I nodded, feeling only minor relief. Was my disguise that transparent? Had anyone else guessed the truth and simply held silent, waiting for a moment to catch me unaware? Tonight, sleeping alone in a bed, would a blade come down on my throat?
A feeling of aloneness swept over me. I hugged myself, wrapping my arms around my middle. There wasn’t a bounty on Fowler. It was on me. He could go. Perhaps he should. There was nothing but the promise Sivo had coerced from him, and the king’s decree made things more complicated and more dangerous in an already dangerous world. It wasn’t fair to him.
A finger brushed over the back of my hand. Startled, I lowered my arms. Fowler’s touch followed. He hooked a single finger around mine, linking us.
“Luna,” he murmured near my ear. “It’s going to be fine.”
My chest tightened and before I could stop myself I turned my hand around to squeeze his and hold tightly.
His palm turned over, fingers lacing with mine. It didn’t matter what Mirelya saw. She knew the truth about me.
“I’m good at keeping secrets,” Mirelya added. “I don’t share the things I can see if it’s going to hurt anyone. There’s enough pain in this life already. I won’t add to it.”
“Thank you,” Fowler said.
“I’ll also keep the fact that she’s blind to myself.”
At this added declaration, my legs felt suddenly weak. I released Fowler’s hand and inched toward the table, following the faint bite of oak.
I sank down into a chair. “How did you know?”
Somehow this woman had seen straight to the truth. Fowler hadn’t even realized I couldn’t see until hours after we first met.
“I can see things. I’ve always been able to see things.” The floor creaked softly beneath her weight. The air stirred as she sank down in a chair beside me.
I moistened my lips, turning my face toward her. “How? What do you mean?”
I started a little as she took my hand, closing it in both of hers. Her hands were large and thick with bone, her palms padded with rough calluses. Her fingers stroked my palms, her touch feather light, following the lines and dips and contours of my palm.
I tried to calm my shaking hand, hating the telltale shiver that coursed through me.
“You’re saying you possess the sight?” Fowler asked sharply, moving directly behind me, his boots thudding a few steps. I felt his shadow over me like a physical thing, a cloak floating above me, ready to drop and shield me at the first sign of threat.
I shouldn’t have liked the sensation. I shouldn’t have needed it. I pulled my shoulders back, thrusting my hand into hers, welcoming her to say whatever it was she saw carved on my skin.
“I did not say that,” Mirelya hedged, her voice evasive.
“But you see her fate? There on her hand?” There was a sharp edge in his voice. His hand landed on my shoulder, squeezing ever so slightly like he wanted to pull me away from her.
“I’m no oracle if that’s what you’re after, but I have strong intuition.”
“The possibility that you’re even a little like the king’s Oracle, who might be even more mad than the king, offers little relief.” Fowler practically snarled the words at her.
She tapped at the center of my palm, indifferent to him. “You should be grateful. What I see here can help you both.”
“No,” Fowler growled. “We don’t want to hear anything that you—”
“Help me how?” I asked, cutting him off.
“Knowledge is power,” she responded.
“Luna,” Fowler warned. “You don’t want to hear—”
“Now. I’m no oracle, but I see enough to know you’re the one they are after.”
My head lifted. “Me?”
“Yes, you. You are the one the king is looking for . . . the reason he’s killing half the females left in Relhok.”
Her words sank like rocks through silt, chugging through me slowly, difficult to hear aloud even though I had already concluded as much. Now I had to face it. Now Fowler knew.
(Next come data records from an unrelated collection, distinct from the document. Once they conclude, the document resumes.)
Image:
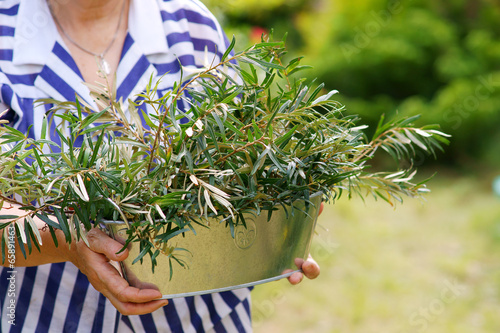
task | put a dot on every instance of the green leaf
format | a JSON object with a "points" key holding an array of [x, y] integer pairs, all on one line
{"points": [[229, 49]]}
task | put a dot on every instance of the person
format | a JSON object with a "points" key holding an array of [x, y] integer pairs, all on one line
{"points": [[47, 49]]}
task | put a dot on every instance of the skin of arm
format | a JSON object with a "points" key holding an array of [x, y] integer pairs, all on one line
{"points": [[94, 262]]}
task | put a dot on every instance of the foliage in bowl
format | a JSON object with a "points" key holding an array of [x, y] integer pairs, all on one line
{"points": [[252, 137]]}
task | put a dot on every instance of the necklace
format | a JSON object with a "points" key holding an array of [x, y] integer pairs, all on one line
{"points": [[103, 64]]}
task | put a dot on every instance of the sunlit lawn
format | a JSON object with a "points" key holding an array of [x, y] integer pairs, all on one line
{"points": [[429, 266]]}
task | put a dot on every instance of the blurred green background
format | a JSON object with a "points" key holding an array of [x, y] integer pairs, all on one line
{"points": [[423, 266]]}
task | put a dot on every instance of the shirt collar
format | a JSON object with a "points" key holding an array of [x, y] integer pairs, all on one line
{"points": [[36, 31]]}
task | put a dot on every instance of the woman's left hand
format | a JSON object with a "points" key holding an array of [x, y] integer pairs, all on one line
{"points": [[309, 267]]}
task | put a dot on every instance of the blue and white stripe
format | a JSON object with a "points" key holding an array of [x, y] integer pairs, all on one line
{"points": [[35, 63]]}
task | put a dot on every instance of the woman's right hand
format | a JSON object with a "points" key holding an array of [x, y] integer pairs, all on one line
{"points": [[94, 262]]}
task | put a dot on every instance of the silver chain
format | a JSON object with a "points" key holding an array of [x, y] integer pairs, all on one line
{"points": [[104, 63]]}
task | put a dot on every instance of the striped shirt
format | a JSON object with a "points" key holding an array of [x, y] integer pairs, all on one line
{"points": [[35, 63]]}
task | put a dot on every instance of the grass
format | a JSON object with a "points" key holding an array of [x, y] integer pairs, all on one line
{"points": [[422, 267]]}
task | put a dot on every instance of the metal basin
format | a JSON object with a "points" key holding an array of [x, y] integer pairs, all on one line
{"points": [[262, 252]]}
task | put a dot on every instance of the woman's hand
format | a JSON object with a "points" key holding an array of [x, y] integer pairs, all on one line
{"points": [[94, 262], [309, 267]]}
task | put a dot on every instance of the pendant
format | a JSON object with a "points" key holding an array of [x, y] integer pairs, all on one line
{"points": [[105, 68]]}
“How d-do you know that,” I stammered.
“Oh, my, yes. It’s you,” she asserted.
For a moment not a sound could be heard. No one moved. It was as though I had stepped in a sudden vacuum of silence. I felt like I had been dropped into a very deep and endless well occupied by no one save me. It was only me and my beating heart. The blood a dull rush in my ears. The king wanted me dead. Either I let him hunt me or I figured out a plan that did not amount to me running for the rest of my life while countless innocents died because of me.
Fowler finally broke the silence. “What do you mean the king is after her? He doesn’t know anything about her. She’s just a girl . . .” His voice faded, but I heard what he was saying: I was just some girl he found. Not anyone who mattered. Not anyone who could be important to a king.
I shook off my silent stupor.
“It can’t be because of me,” I finally said, deciding to play ignorant. The less they knew about me, about the truth, the safer they were. “Why would the king be after me?”
“You’re the one,” Mirelya was quick to reply. “The one true heir to the throne.”